La cosiddetta questione siberiana affonda le proprie radici nell’epoca zarista ed è recentemente riemersa dopo quasi un secolo di coma indotto dal controllo repressivo delle autorità sovietiche. Non esiste città di rilievo che non sia stata toccata dal ritorno in scena del regionalismo siberiano e le organizzazioni civiche e i partiti che propugnano forme di autonomia o secessione pullulano, da Tomsk a Novosibirsk.

Alcuni anni fa destò scalpore un seminario organizzato dall’Università Statale di Irkutsk, promosso dal Dipartimento per le Relazioni fra Siberia e Stati Uniti, riguardante i benefici che la Siberia avrebbe ricavato dall’indipendenza dalla Russia. A Novosibirsk, invece, nel 2011 fu organizzata una marcia separatista, della quale è stato impedito ogni tentativo di riedizione, e nel 2013 ebbe luogo un’esposizione dal titolo eloquente: “Gli Stati Uniti di Siberia”.

La situazione è, quindi, la seguente: in Siberia ed Estremo Oriente esiste un retroterra culturale ostile al centralismo russo, storicamente presente sin dagli albori dell’impero e radicato a livello sociale, che negli anni recenti ha iniziato a catturare l’attenzione delle potenze straniere poiché visto come un’opportunità per dare seguito ad alcune visioni risalenti all’epoca di Zbigniew Brzezinski inerenti la frammentazione della Russia.

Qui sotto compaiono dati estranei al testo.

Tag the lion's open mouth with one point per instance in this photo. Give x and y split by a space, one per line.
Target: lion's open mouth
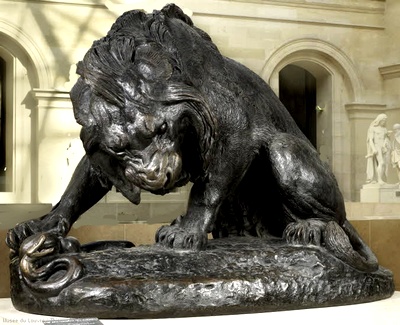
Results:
160 173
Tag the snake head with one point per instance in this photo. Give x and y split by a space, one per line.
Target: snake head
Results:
39 245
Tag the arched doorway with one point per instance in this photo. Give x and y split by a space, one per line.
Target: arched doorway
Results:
337 84
298 92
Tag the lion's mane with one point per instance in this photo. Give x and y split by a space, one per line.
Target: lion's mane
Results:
138 61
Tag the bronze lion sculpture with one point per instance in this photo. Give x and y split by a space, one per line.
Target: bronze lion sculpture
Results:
160 107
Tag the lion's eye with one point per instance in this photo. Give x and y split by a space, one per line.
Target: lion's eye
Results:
163 128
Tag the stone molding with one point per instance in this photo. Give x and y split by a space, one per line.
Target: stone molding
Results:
390 71
52 98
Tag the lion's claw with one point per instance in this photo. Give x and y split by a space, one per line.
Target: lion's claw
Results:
305 232
177 237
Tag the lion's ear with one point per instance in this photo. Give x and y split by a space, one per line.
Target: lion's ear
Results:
151 62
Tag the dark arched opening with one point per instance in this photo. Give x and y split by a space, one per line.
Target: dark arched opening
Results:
298 92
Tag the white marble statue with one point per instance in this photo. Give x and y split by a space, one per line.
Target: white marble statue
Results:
378 150
396 149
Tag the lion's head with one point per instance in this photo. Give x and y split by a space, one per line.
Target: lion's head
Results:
144 125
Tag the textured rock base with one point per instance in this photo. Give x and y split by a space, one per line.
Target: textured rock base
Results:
234 275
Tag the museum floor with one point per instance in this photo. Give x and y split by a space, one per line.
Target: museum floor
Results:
384 312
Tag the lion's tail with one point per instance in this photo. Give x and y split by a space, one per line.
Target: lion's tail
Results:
346 244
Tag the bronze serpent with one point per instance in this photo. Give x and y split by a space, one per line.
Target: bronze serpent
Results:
41 264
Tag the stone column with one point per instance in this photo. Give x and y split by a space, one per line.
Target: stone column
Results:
56 131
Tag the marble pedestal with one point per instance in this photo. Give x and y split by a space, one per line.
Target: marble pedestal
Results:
388 193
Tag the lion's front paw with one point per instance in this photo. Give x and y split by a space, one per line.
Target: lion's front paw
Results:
176 237
305 232
20 232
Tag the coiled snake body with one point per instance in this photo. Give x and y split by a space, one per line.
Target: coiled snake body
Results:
44 270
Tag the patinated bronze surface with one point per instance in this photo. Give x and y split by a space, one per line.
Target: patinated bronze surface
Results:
159 107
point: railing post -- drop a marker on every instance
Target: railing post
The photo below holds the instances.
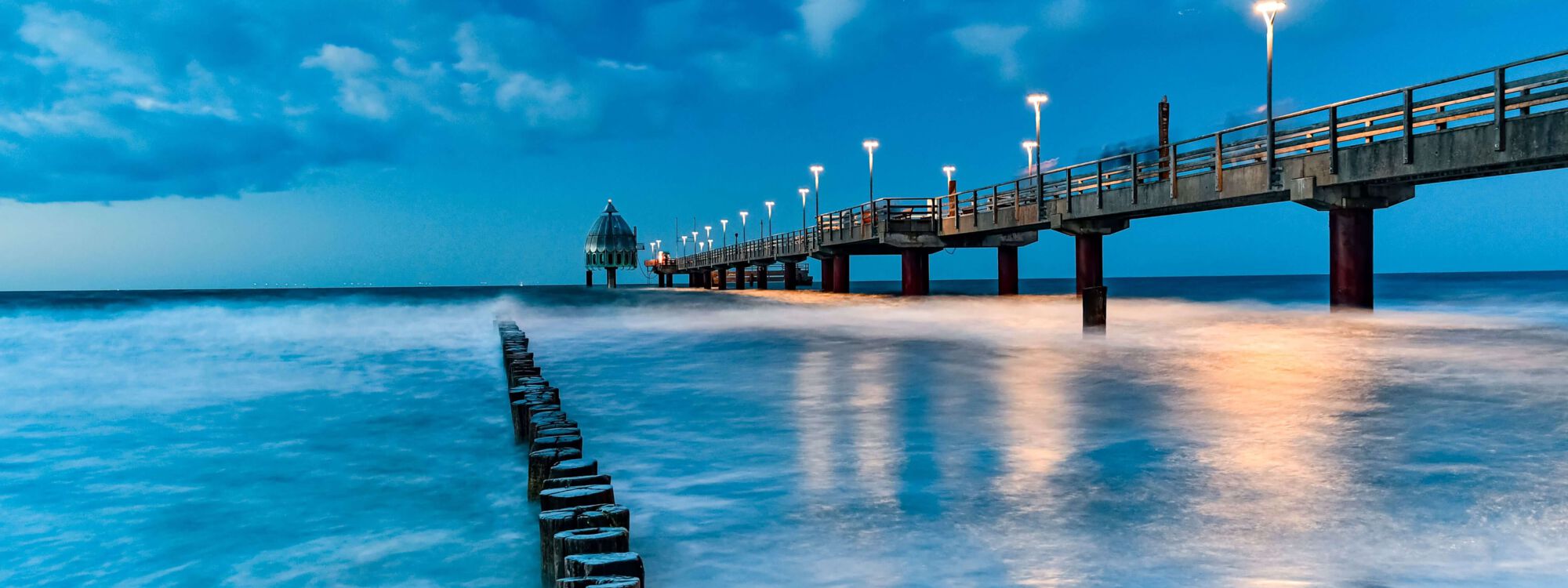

Non si tratta soltanto degli Stati Uniti e della Cina, ma anche di giocatori meno sospettabili come la Turchia. Infatti, una parte consistente della popolazione della Siberia e dell’Estremo Oriente è composta da etnie turciche e nell’ultimo trentennio Ankara ha provato a sfruttare il vuoto di potere lasciato dalla fine del comunismo, che per quasi un secolo ha funto da elemento unificante e omologante, attraverso le proprie agenzie statali, enti culturali e organizzazioni non governative.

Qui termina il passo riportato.